The db.mysql module can be used to develop software that connects to the popular open source MySQL or MariaDB database servers.

Local setup of a development server

To run the mysql module tests, or if you want to just experiment, you can use the following command to start a development version of MySQL using docker:

docker run -p 3306:3306 --name some-mysql -e MYSQL_ROOT_PASSWORD=12345678 -d mysql:latest

The above command will start a server instance with the root password 12345678, available to mysql client connections, on tcp port 3306.

You can test that it works by doing: mysql -uroot -p12345678 -h127.0.0.1 . You should see a mysql shell (use exit to end the mysql client session).

Use docker container stop some-mysql to stop the server.

Use docker container rm some-mysql to remove it completely, after it is stopped.

Installation of development dependencies

For Linux, you need to install MySQL development package and pkg-config.

For FreeBSD, you need to install the mariadb118-client package.

For OpenBSD, you need to install the mariadb-client package.

For Windows, install the installer or extract the ZIP package, then copy the include, lib, and bin folders to \thirdparty\mysql.

Troubleshooting

If a program that imports db.mysql exits right away on Windows before fn main() prints anything, Windows usually could not load libmysql.dll. Make sure that thirdparty/mysql/bin and thirdparty/mysql/lib are on PATH. If you still need a workaround, copy libmysql.dll next to the produced .exe.

One common sign of this problem is the process exit code -1073741515 (0xC0000135).

Basic Usage

import db.mysql

// Create connection
config := mysql.Config{
    host:     '127.0.0.1'
    port:     3306
    username: 'root'
    password: '12345678'
    dbname:   'mysql'
}

// Connect to server
mut db := mysql.connect(config)!
// Do a query
res := db.query('select * from users')!
rows := res.rows()
for row in rows {
    println(row.vals)
}
// Close the connection if needed
db.close()

Concurrent Usage

Sharing one mysql.DB across threads now serializes connection-level queries safely.

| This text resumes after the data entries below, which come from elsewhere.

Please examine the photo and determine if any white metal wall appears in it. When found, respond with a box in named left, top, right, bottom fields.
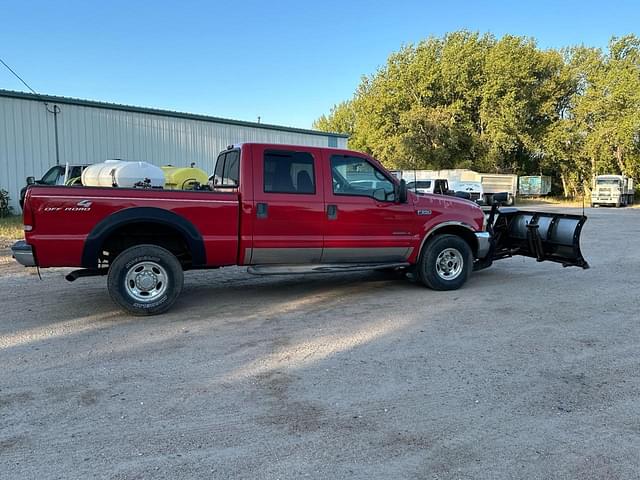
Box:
left=0, top=96, right=347, bottom=212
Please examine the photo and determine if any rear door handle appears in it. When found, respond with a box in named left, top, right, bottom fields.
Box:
left=256, top=203, right=269, bottom=218
left=327, top=205, right=338, bottom=220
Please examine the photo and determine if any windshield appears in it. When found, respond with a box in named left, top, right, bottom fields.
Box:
left=40, top=166, right=64, bottom=185
left=407, top=180, right=431, bottom=188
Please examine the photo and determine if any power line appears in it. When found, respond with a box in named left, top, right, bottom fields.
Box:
left=0, top=58, right=38, bottom=95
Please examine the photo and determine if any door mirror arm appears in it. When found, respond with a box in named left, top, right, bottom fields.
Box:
left=395, top=180, right=408, bottom=203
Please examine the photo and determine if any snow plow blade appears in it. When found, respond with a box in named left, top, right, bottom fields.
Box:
left=489, top=208, right=589, bottom=269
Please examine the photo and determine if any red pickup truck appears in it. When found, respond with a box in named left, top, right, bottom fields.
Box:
left=13, top=144, right=588, bottom=315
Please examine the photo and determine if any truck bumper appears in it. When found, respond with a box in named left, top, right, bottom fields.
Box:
left=11, top=240, right=36, bottom=267
left=476, top=232, right=491, bottom=259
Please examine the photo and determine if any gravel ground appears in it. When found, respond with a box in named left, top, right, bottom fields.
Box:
left=0, top=205, right=640, bottom=479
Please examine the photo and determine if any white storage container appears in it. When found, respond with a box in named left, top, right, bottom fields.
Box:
left=82, top=160, right=164, bottom=188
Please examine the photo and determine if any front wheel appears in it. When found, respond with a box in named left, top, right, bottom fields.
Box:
left=418, top=235, right=473, bottom=290
left=107, top=245, right=184, bottom=316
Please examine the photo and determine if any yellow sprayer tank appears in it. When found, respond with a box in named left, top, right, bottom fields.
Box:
left=160, top=166, right=209, bottom=190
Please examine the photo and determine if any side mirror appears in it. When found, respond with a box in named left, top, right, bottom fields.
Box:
left=396, top=180, right=408, bottom=203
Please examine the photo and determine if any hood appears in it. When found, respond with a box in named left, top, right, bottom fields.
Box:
left=409, top=192, right=484, bottom=230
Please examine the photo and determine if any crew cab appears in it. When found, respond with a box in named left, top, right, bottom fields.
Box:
left=12, top=143, right=588, bottom=315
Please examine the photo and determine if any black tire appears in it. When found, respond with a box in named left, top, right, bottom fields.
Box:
left=418, top=235, right=473, bottom=290
left=107, top=244, right=184, bottom=316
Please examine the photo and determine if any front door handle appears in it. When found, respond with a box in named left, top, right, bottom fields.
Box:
left=256, top=203, right=269, bottom=218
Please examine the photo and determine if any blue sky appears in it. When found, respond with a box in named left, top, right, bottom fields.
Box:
left=0, top=0, right=640, bottom=128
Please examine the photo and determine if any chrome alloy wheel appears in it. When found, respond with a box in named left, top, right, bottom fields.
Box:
left=125, top=261, right=167, bottom=302
left=436, top=248, right=464, bottom=280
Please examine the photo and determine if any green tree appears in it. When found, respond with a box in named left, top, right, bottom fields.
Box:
left=314, top=30, right=640, bottom=195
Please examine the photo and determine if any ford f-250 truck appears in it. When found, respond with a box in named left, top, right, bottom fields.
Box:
left=13, top=144, right=588, bottom=315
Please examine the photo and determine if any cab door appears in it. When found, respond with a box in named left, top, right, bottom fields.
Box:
left=322, top=151, right=420, bottom=263
left=246, top=145, right=325, bottom=265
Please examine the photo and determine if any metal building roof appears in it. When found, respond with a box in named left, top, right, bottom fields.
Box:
left=0, top=89, right=349, bottom=138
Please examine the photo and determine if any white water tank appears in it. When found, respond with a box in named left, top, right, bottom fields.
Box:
left=82, top=160, right=165, bottom=188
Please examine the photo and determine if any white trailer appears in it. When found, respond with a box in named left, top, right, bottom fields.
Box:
left=401, top=168, right=518, bottom=205
left=591, top=175, right=635, bottom=207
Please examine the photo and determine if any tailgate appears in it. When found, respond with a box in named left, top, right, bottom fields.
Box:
left=492, top=208, right=589, bottom=268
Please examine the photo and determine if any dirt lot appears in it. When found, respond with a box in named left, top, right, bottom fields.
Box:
left=0, top=205, right=640, bottom=479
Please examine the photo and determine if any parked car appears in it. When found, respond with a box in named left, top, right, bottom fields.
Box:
left=407, top=178, right=452, bottom=195
left=12, top=143, right=588, bottom=315
left=19, top=165, right=88, bottom=208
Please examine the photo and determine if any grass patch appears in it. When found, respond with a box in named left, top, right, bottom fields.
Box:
left=0, top=215, right=24, bottom=240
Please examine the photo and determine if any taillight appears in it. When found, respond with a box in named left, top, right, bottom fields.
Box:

For concurrent servers, prefer mysql.new_connection_pool(...) so requests do not share the same session and transaction state on one connection.

Transaction

import db.mysql

// Create connection
config := mysql.Config{
    host:     '127.0.0.1'
    port:     3306
    username: 'root'
    password: '12345678'
    dbname:   'mysql'
}

mut db := mysql.connect(config)!
// turn off `autocommit` first
db.autocommit(false)!
// begin a new transaction
db.begin()!
mut result_code := db.exec_none('insert into users (username) values ("tom")')
assert result_code == 0
// make a savepoint
db.savepoint('savepoint1')!
result_code = db.exec_none('insert into users (username) values ("kitty")')
assert result_code == 0
// rollback to `savepoint1`
db.rollback_to('savepoint1')!
result_code = db.exec_none('insert into users (username) values ("mars")')
assert result_code == 0
db.commit()!
res := db.query('select * from users')!
rows := res.rows()
dump(rows)
// Close the connection if needed
db.close()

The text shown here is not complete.